In ogni caso, volendo tentare un’estrema sintesi del tema plafond e delle soglie quantitative, si può dire che la prenotazione obbligatoria è uno strumento inibitore del turismo giornaliero, e quindi può avere senso solo se vi sono dei margini di manovra, dal momento che sarebbe irragionevole mettere in piedi un’organizzazione colossale per fermarsi a una soglia insignificante, magari di cento persone. Poiché tutti sostanzialmente concordano su numeri assoluti di visitatori molto vicini al numero dei posti letto già disponibili, la conseguenza è che il numero totale di questi è eccessivo. Per altro questo può tranquillamente crescere, e non perché possono sorgere nuovi alberghi, dal momento che solo nel centro storico c’è il blocco di nuove strutture alberghiere, ancorché – abbiamo visto di recente – non “granitico”; ma soprattutto perché non vi è, ad oggi, nessuna limitazione di legge (fatto salvo l’obbligo delle fosse settiche) al proliferare delle locazioni turistiche, anche in centro storico, e che sembrano essere la formula ricettiva del tutto fuori controllo.
Ne deriviamo che l’intero sistema della prenotazione per essere effettivamente incisivo non può non essere accompagnato da risolute e drastiche misure nei confronti della locazione turistica, altrimenti tutto il sistema messo in atto risulterebbe compromesso ab origine.
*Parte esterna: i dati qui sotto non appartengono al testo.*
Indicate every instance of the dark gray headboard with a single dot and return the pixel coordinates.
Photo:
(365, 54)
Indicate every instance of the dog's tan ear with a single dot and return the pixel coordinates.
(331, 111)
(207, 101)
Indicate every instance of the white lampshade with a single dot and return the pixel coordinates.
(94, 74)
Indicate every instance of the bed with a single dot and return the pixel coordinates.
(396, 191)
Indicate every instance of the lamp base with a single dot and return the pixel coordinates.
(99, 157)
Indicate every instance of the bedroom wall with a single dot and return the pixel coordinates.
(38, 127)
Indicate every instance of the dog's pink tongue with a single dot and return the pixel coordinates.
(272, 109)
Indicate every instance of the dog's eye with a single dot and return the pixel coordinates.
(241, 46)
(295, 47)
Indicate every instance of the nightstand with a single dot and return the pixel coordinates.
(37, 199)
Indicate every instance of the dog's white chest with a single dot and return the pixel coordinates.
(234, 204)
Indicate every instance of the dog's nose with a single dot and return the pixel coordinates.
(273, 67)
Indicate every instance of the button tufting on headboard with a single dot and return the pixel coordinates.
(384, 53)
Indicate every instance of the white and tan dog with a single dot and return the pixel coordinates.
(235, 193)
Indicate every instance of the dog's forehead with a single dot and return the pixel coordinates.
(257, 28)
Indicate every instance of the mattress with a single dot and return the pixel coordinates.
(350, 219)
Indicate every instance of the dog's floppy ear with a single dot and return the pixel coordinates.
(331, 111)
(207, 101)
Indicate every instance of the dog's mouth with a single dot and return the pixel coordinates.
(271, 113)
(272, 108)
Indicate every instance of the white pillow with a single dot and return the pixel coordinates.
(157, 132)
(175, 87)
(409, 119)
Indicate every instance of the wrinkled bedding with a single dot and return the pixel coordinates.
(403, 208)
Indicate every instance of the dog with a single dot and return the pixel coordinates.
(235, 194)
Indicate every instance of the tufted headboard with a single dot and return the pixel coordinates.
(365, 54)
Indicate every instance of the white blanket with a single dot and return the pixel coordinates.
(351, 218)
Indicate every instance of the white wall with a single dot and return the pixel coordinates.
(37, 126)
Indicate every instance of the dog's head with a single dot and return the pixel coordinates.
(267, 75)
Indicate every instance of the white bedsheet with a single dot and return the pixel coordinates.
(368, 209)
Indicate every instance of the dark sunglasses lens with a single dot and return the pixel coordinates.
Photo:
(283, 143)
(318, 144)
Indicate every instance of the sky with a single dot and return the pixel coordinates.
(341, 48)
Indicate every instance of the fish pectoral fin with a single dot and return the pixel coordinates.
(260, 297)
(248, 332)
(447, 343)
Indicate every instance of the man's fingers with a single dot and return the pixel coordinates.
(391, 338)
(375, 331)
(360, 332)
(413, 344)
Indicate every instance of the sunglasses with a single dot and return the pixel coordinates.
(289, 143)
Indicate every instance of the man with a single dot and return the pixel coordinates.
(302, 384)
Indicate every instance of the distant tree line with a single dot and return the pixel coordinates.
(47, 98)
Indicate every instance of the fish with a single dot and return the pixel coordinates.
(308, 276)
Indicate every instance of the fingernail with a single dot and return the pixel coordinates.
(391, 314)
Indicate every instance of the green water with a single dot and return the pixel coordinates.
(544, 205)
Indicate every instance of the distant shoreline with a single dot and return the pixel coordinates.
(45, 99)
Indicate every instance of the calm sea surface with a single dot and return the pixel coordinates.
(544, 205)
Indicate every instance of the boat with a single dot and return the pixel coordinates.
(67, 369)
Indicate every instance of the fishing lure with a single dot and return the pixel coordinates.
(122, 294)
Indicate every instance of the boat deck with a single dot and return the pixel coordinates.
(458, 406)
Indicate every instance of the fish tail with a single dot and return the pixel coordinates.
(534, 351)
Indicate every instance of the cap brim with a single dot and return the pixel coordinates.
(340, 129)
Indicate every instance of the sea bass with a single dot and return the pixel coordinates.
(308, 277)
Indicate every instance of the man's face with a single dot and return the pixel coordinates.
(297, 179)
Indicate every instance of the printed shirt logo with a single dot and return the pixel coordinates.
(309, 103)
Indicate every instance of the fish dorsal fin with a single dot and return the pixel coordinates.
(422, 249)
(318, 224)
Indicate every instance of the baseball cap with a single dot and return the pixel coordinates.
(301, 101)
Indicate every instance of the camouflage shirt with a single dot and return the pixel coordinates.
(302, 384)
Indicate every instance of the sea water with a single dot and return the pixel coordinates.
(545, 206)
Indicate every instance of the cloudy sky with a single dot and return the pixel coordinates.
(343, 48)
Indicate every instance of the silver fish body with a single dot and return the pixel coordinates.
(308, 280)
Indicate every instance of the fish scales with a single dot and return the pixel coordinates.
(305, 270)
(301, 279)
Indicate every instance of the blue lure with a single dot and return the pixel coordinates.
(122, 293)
Con quest’ultima nostra, pur provvisoria, conclusione di sintesi ci avviciniamo perciò alla necessità di quella visione ambiziosamente definita olistica, che vuole questo provvedimento inserito in una considerazione ben più ampia sul futuro della città storica, in primis, ma non solo, per ciò che riguarda i suoi residenti. È ciò che auspica, con una certa vis polemica, l’intervento sul tema e non specifico sulle domande della nostra inchiesta, e già pubblicato su LG, giuntoci dall’economista e docente universitario, Jan van der Borg, che da tempo riflette sulla città di Venezia e sulle sue croniche criticità, avanzando proposte e soluzioni. Tuttavia, sempre per rimanere sul terreno delle scelte equilibrate e non fuori dalla realtà, la necessità di una visione generale e coordinata delle proposte e delle loro attuazioni, olistica appunto, non deve pregiudicare in nessun caso l’applicazione di misure che, prese di per sé, possono anche apparire parziali e non risolutive. Perché da qualche parte si deve pur cominciare e il nostro pressante auspicio è quello che la Giunta si confronti con l’articolazione delle considerazioni emerse da questa nostra inchiesta e in generale soprattutto con le forze vive della città. Per non perpetuare quella percezione che sui temi chiave della città tutto resta fermo e immobile e che, come si dice, non si batte chiodo.